1
Identify the parties with their full legal names
Enter the government entity's full official name (e.g., 'City of Springfield, a Missouri municipal corporation') and the business's registered legal name and entity type. Confirm both with the relevant government registry before execution.
💡 Ask the government entity for the exact name and authorization level — some incentive agreements require county commission or city council approval and can only be signed by a specific officer.
2
Describe the project and its economic rationale
Write a clear recitals section explaining what the business plans to build or expand, the estimated investment, and the economic benefit to the jurisdiction — jobs, tax base, or supply chain development. This context shapes how courts interpret ambiguous terms later.
💡 Include specific numbers in the recitals — '$45M capital investment' and '200 full-time positions' — not general descriptions. Specifics in recitals help resolve disputes about the agreement's intent.
3
Define each incentive with exact amounts and duration
List every incentive the government is providing — tax abatement percentage and term, grant amounts, infrastructure commitments, and fee waivers — with precise dollar values and start and end dates. Vague incentive language is the single biggest source of post-execution disputes.
💡 Attach a separate Schedule A enumerating each incentive line item and its conditions. This prevents disputes about whether a verbal commitment was part of the deal.
4
Set specific, measurable performance obligations
Define the job creation target (number of qualified jobs, minimum wage, and benefits threshold), capital investment minimum, construction timeline, and any other performance benchmarks. Define 'qualified job' precisely — full-time equivalent hours, minimum wage, and residency or benefits requirements.
💡 Negotiate a modest buffer into job targets — committing to 200 jobs when the business plan projects 220 reduces clawback risk from normal hiring fluctuations.
5
Draft the clawback schedule on a sliding scale
Build the repayment obligation as a pro-rata percentage that decreases over the compliance period — for example, 100% in Year 1 declining to 20% in Year 5. Attach the schedule as an exhibit so the calculation is unambiguous.
💡 Mirror the clawback schedule to the incentive delivery schedule — if tax abatements are front-loaded, the early-year clawback should be higher.
6
Specify reporting requirements and deadlines
State the form, content, and due date of each annual compliance report. Name the government contact who receives it, specify the supporting documentation required (payroll records, construction cost certifications), and set a deadline for the government to raise objections.
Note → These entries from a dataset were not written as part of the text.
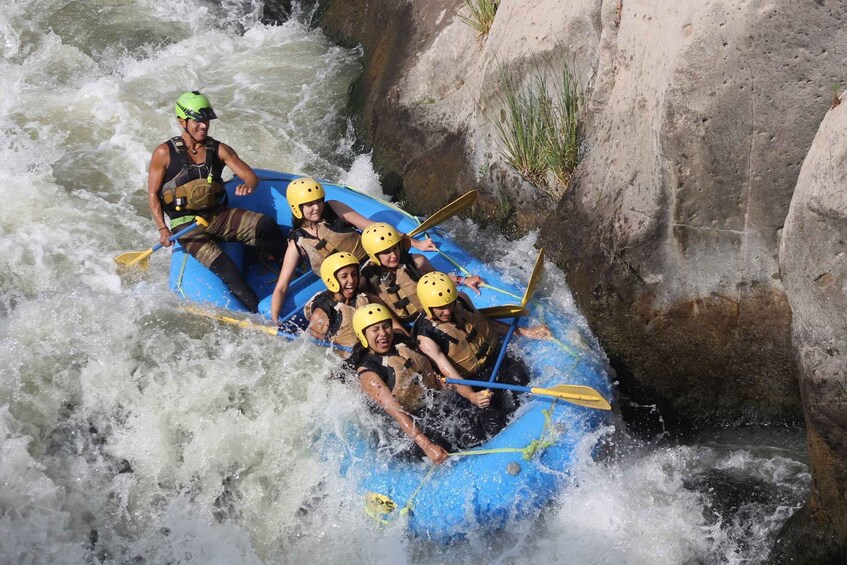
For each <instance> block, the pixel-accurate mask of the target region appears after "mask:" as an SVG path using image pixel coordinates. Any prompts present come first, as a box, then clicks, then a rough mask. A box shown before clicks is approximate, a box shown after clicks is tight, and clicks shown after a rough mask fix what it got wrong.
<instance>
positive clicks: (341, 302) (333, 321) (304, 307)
mask: <svg viewBox="0 0 847 565" xmlns="http://www.w3.org/2000/svg"><path fill="white" fill-rule="evenodd" d="M359 266H360V265H359V259H358V258H356V256H355V255H353V254H352V253H347V252H346V251H339V252H338V253H333V254H332V255H330V256H329V257H327V258H326V259H324V261H323V263H321V280H322V281H323V282H324V284H325V285H326V287H327V290H324V291H321V292H319V293H317V294H316V295H315V296H313V297H312V298H311V300H309V302H308V303H306V306H305V307H304V308H303V312H304V314H305V315H306V319H307V320H309V327H308V330H309V333H310V334H312V336H313V337H314V338H316V339H319V340H322V341H330V342H332V343H335V344H336V345H341V346H344V347H349V348H352V347H353V346H354V345H356V344H357V343H358V342H359V340H358V338H357V337H356V333H355V332H354V331H353V313H354V312H355V311H356V309H357V308H360V307H362V306H366V305H367V304H373V303H376V304H382V301H381V300H380V299H379V298H378V297H376V296H374V295H373V294H369V293H365V292H360V291H359ZM391 323H392V326H393V328H394V331H395V333H400V334H402V335H405V336H408V332H406V330H405V328H403V326H401V325H400V322H399V321H398V320H397V318H396V317H395V316H393V315H392V317H391Z"/></svg>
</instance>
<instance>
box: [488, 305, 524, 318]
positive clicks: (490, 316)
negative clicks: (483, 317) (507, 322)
mask: <svg viewBox="0 0 847 565" xmlns="http://www.w3.org/2000/svg"><path fill="white" fill-rule="evenodd" d="M479 312H480V313H481V314H482V315H483V316H486V317H488V318H514V317H515V316H526V315H527V314H528V313H529V312H528V311H527V309H526V308H523V307H521V306H519V305H518V304H502V305H500V306H487V307H485V308H480V309H479Z"/></svg>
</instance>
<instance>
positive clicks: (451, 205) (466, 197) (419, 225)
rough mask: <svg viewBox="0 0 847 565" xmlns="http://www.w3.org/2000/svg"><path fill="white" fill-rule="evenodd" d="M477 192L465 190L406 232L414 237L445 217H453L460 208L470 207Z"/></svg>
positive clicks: (433, 225) (475, 200) (444, 217)
mask: <svg viewBox="0 0 847 565" xmlns="http://www.w3.org/2000/svg"><path fill="white" fill-rule="evenodd" d="M476 195H477V192H476V191H475V190H472V191H470V192H466V193H465V194H463V195H461V196H460V197H458V198H457V199H456V200H454V201H453V202H451V203H450V204H448V205H447V206H445V207H444V208H442V209H440V210H438V211H436V212H435V213H434V214H432V215H431V216H430V217H429V218H427V219H426V220H424V221H423V222H421V225H419V226H418V227H416V228H415V229H413V230H412V231H410V232H409V233H408V235H409V237H414V236H416V235H418V234H419V233H423V232H425V231H426V230H428V229H429V228H431V227H433V226H437V225H438V224H440V223H441V222H443V221H444V220H446V219H447V218H450V217H453V216H455V215H456V214H458V213H459V212H461V211H462V210H465V209H467V208H470V206H471V205H472V204H473V203H474V202H476Z"/></svg>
💡 Include a deemed-approval clause: if the government does not raise an objection within 60 days of receiving a compliance report, the reported figures are accepted for that period.
7
Address change of control and assignment
Define change of control broadly enough to capture equity sales as well as asset transfers, and specify whether government consent may be withheld at discretion or only on reasonable grounds. State what happens to incentives and clawback obligations if approval is granted.
💡 Buyers in M&A transactions will scrutinize this clause — keep consent standards objective and define a clear timeline for government response (e.g., 30 days) to avoid deals being held up.
8
Confirm governing law and execution authority before signing
Verify that the government official signing has legal authority to bind the entity — review any required council resolutions, enabling ordinances, or program guidelines. Confirm the governing state's rules on government contracting, including whether the agreement must be published or noticed.
💡 Request a certified copy of the resolution or ordinance authorizing the government signatory to execute the agreement and attach it as an exhibit.